Per di più, c’è stata una spinta contraria agli accordi internazionali multilaterali, con molti paesi più favorevoli ad un approccio unilaterale o bilaterale, ha osservato.

“Dovremmo tornare al multilateralismo, se vogliamo avere un trattato forte sul clima”, ha detto Mateos all’IPS.

Benché il problema dell’assottigliamento dell’ozono non sia completamente risolto, e il buco dell’ozono non sarà recuperato fino al 2060 o 2070, il cambiamento climatico resta il principale tema in discussione qui a Montreal. E questo per due motivi: quasi tutti gli ODS sono anche gas responsabili del riscaldamento globale, e si spera che il Protocollo di Montreal possa servire da modello per un trattato climatico forte ed efficace.

Tra il 1990 e il 2000, l’eliminazione degli ODS produsse una netta riduzione dei 25 miliardi di tonnellate di gas responsabili del riscaldamento globale. ”La scienza attuale mostra che una accelerazione del graduale ritiro di ODS, grazie al Protocollo di Montreal, può aiutarci ad avere un futuro con poco carbonio”, ha detto in conferenza stampa Achim Steiner, sottosegretario generale dell'Onu e direttore esecutivo del Programma Onu per l’ambiente (UNEP).

Gli idroclorofluorocarburi, i sostituti meno dannosi dei vecchi CFC, si sono ormai diffusi nei prodotti come sistemi di refrigerazione, impianti di condizionamento e schiume. Ma gli HCFC sono anche gas serra molto potenti. Secondo il Protocollo di Montreal, l’uso di HCFC dovrebbe essere completamente sospeso nei paesi sviluppati nel 2030, e nel 2040 nei paesi in via di sviluppo.

Una sospensione più rapida dell’utilizzo e della produzione di HCFC, e un loro ritiro definitivo entro i prossimi 10 anni, porterebbe nei prossimi decenni ad una riduzione cumulativa delle emissioni fino a 38 miliardi di tonnellate metriche di anidride carbonica, secondo l’UNEP.

Il Protocollo di Kyoto punta invece ad eliminare appena due miliardi di tonnellate metriche in una prima fase 2008-12. Annualmente, questo potrebbe rappresentare un taglio di oltre il 3,5 per cento di tutte le attuali emissioni di gas serra nel mondo. Invece, il Protocollo di Kyoto, il principale trattato per la riduzione dei gas serra, è stato concordato con l’obiettivo di ridurre i livelli di emissioni nei paesi sviluppati nel 1990 appena sopra il cinque per cento entro il 2012.
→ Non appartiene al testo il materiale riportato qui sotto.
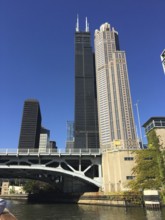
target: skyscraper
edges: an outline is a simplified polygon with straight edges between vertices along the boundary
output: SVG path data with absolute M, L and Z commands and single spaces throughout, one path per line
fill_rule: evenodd
M 100 147 L 137 146 L 125 51 L 110 24 L 95 30 Z
M 19 149 L 38 148 L 40 131 L 41 112 L 39 102 L 33 99 L 26 100 L 24 102 Z
M 66 140 L 66 149 L 74 148 L 74 122 L 67 121 L 67 140 Z
M 163 71 L 164 71 L 164 74 L 165 74 L 165 49 L 164 49 L 163 52 L 161 53 L 160 59 L 161 59 L 162 66 L 163 66 Z
M 44 127 L 41 127 L 40 140 L 39 140 L 39 151 L 46 152 L 49 148 L 50 142 L 50 131 Z
M 75 145 L 74 148 L 98 148 L 98 120 L 94 55 L 89 24 L 75 32 Z

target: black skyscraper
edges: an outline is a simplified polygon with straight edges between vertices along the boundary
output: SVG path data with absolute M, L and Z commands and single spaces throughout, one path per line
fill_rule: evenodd
M 41 131 L 41 112 L 37 100 L 24 102 L 19 148 L 31 149 L 39 147 Z
M 90 33 L 75 32 L 75 144 L 74 148 L 98 148 L 98 120 L 94 56 Z

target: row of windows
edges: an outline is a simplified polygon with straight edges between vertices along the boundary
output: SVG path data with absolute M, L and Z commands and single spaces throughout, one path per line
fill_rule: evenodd
M 133 157 L 124 157 L 124 160 L 134 160 Z
M 165 127 L 165 120 L 153 120 L 145 129 L 146 132 L 150 131 L 153 127 Z

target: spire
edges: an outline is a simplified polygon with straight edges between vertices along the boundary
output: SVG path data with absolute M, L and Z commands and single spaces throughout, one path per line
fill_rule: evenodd
M 88 23 L 87 17 L 86 17 L 86 21 L 85 21 L 85 32 L 89 32 L 89 23 Z
M 77 14 L 76 32 L 79 32 L 79 16 Z

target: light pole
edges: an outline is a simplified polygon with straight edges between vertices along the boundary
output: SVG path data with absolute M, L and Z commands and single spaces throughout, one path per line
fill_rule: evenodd
M 141 123 L 140 123 L 140 115 L 139 115 L 138 102 L 139 102 L 139 100 L 137 100 L 135 106 L 136 106 L 136 110 L 137 110 L 137 117 L 138 117 L 138 124 L 139 124 L 140 139 L 141 139 L 142 148 L 143 148 L 143 138 L 142 138 L 142 129 L 141 129 Z

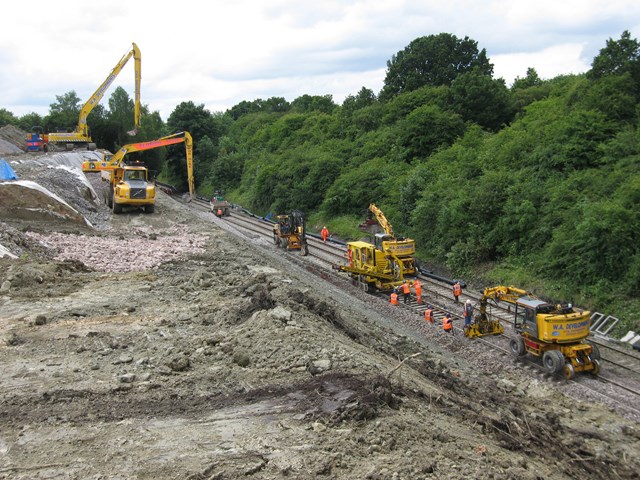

I paesi presenti all’incontro si dicono favorevoli a un ritiro graduale più rapido, ma i dettagli devono ancora essere negoziati. ”Se riusciremo a usare il Protocollo per accelerare il ritiro graduale, ciò sarà di enorme beneficio per la cappa d’ozono, e darà un contributo significativo alla riduzione dei gas serra”, ha detto Steiner.